An elderly woman is driving 17 mph on a highway

A cop pulls her over and says Ma'am, you should know driving too slow is as much of a risk as driving too fast.

The woman pointed to a sign and said But Officer, I was going exactly the speed limit!

The officer says That's the route number. You're on US-17. He notices another elderly woman passed out in the backseat. Who is your passenger and why is she passed out?

The woman says Oh dear, we just got off State Route 112!

The dentist told me I'd have to get braces, or take the alternative route and have surgery.

The price was jaw-dropping.

An alcoholic is walking in the woods and stumbled upon his wife lying on the floor recently beaten to death. What does he do?

Change his route, he is clearly walking in circles.

My girlfriend is like the square route of -100

Why can't Google maps hold down a solid relationship

Because it's always looking for the quickest possible route

What's the one thing you don't want to hear when fighting with your wife on a long road trip?

Recalculating route.

Does anyone remember that show where Ron Howard was a kid with a paper route?

Probably not. Opie delivered.

Julius Caesar bought a Google GPS

and said, 'Youtube, route us'.

Yo mama so fat

She was blocking Route 11

Whenever I make lunch plans with a friend I have to pre-plan my route and give myself an extra 30 minutes to get there.

Staying 500 feet away from a school is harder than you think.
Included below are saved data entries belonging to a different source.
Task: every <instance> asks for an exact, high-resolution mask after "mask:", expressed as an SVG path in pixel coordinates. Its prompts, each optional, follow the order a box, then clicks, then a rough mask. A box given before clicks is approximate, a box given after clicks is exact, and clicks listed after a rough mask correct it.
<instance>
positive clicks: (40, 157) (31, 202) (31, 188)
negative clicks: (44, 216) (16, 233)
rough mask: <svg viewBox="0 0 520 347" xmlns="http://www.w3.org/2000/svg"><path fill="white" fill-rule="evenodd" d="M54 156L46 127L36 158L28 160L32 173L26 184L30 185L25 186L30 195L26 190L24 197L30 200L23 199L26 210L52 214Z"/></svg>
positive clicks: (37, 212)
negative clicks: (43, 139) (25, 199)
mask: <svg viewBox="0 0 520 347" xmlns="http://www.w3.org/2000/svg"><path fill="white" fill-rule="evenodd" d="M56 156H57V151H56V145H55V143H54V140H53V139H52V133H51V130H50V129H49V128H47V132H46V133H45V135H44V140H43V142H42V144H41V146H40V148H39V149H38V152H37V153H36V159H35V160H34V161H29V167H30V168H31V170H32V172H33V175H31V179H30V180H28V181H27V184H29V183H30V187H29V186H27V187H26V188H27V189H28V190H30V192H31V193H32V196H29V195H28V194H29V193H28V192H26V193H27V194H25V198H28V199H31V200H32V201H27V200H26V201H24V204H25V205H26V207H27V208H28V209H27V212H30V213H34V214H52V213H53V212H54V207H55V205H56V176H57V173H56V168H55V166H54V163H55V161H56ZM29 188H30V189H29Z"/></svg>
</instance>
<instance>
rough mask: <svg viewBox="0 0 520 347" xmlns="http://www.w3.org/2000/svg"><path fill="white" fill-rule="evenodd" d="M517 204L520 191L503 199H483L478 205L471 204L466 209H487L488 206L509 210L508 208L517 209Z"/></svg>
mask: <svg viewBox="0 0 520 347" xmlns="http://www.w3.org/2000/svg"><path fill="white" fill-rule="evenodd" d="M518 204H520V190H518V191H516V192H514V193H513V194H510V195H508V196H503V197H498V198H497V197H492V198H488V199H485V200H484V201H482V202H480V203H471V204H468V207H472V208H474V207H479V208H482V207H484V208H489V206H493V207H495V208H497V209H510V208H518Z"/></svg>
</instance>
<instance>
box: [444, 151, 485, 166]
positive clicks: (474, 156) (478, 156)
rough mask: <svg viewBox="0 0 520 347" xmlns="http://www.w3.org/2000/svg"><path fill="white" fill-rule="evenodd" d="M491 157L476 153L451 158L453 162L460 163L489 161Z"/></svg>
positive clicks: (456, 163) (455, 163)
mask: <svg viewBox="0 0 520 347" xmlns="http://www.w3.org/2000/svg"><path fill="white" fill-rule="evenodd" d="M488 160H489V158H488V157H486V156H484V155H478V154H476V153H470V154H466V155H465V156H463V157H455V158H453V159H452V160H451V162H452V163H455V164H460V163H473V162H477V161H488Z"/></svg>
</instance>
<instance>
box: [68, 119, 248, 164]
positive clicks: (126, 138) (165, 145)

I just rented a car from an auto rental in Berlin and I seem to have a little problem with the satnav

It only shows me the route to Poland.

The router comes to a doctor

Doctor: What is the problem ?

Router: I pee.

There is an abundance of trail jokes out there. You're fortunate to read a set of the 46 funniest jokes and route puns. Full with funny wisecracks it is even funnier than any satnav witze you can hear about route.

Use only working piadas for adults and blagues for friends. Note that dirty and dark jokes are funny, but use them with caution in real life. You can seriously offend people by saying creepy dark humor words to them.